More than half—52%—of prospective home buyers feel “sad” and “anxious” over rising prices and low housing inventories, according to a new nationwide housing survey from Mphasis Digital Risk, an origination, risk compliance, and technology services firm covering residential real estate. Researchers surveyed more than 2,100 prospective home buyers.
Fifty-three percent of would-be home buyers said they feel “stuck” in their current home because purchasing a home is too expensive. More than a quarter said they are concerned they’ll have to settle for less than an ideal home.

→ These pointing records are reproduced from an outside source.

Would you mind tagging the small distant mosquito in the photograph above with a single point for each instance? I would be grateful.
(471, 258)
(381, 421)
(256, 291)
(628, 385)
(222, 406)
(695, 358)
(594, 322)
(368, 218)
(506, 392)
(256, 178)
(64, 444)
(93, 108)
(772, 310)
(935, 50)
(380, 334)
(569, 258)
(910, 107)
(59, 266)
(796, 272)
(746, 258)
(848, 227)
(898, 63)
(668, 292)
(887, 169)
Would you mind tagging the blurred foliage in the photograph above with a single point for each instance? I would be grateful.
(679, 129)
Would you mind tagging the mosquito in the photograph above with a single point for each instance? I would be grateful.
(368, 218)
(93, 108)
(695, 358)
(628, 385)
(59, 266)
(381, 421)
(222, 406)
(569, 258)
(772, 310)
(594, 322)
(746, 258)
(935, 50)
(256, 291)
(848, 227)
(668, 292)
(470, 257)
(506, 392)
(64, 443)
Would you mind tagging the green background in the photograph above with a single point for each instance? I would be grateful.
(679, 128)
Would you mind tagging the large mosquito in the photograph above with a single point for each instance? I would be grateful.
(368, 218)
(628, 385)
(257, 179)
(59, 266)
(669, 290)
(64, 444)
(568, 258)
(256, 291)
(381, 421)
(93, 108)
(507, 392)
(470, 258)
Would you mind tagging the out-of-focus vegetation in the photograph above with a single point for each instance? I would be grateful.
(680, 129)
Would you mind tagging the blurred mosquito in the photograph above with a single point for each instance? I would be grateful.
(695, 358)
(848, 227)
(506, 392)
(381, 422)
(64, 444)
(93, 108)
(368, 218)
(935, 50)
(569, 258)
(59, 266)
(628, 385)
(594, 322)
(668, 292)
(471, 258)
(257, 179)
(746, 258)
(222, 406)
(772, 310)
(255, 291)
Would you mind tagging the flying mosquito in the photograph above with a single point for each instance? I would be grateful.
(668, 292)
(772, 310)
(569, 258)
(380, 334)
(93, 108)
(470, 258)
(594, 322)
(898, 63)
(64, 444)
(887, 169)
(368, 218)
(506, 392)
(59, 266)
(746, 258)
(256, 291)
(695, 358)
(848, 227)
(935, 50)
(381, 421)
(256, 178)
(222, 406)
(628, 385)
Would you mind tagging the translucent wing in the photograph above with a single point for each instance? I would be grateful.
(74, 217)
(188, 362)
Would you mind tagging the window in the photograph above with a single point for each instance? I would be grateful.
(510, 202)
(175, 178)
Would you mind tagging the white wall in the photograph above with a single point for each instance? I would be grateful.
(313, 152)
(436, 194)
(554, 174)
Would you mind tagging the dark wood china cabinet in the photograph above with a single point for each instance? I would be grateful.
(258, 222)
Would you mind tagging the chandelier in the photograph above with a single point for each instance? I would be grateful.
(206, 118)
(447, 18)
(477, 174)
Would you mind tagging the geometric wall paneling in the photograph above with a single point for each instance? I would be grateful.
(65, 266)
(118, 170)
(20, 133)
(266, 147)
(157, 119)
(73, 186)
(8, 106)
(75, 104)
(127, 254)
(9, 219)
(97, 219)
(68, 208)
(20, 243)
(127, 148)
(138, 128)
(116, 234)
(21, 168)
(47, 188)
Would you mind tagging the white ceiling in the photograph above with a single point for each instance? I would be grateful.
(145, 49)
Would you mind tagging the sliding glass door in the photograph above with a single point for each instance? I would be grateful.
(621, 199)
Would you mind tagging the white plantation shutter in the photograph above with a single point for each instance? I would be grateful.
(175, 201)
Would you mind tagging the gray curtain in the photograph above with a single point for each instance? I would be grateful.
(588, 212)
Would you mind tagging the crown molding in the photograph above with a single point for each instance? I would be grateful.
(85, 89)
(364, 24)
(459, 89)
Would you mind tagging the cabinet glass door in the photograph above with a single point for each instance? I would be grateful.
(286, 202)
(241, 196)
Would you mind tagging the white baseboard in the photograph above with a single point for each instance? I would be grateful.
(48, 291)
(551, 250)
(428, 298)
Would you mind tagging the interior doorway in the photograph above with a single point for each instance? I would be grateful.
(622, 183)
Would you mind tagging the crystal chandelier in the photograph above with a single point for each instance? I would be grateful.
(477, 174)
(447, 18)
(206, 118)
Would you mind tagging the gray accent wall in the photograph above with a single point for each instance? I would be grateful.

“The economy is bouncing back, and interest rates are near all-time lows, but home buyers are finding that low inventories and high prices are leaving them with few choices,” said Jeff Taylor, co-founder and managing director of Mphasis Digital Risk. “That takes a toll on people, and 16 months after the start of the pandemic, people are emotionally drained.”
There has not been enough attention paid to the “human cost of home price inflation,” Taylor added. “This is an ongoing issue that could affect Americans for years to come, as there continues to be an imbalance of supply and demand.”
The National Association of REALTORS® reported that the median existing-home sales price was $359,900 in July—18% higher than a year ago. Eighty-nine percent of homes sold in July were on the market for less than a month as low inventories and quick sales continue.
With high home prices and inventories so lean, nearly 50% of prospective buyers said they are more willing to consider a “fixer-upper,” high-maintenance home. About one in five buyers said they’d consider low-cost alternative housing, like a 3D-printed prefab house, modular home, or tiny home.
The “human cost of home price inflation” is not getting enough attention, a housing analyst says, which “could affect Americans for years to come.”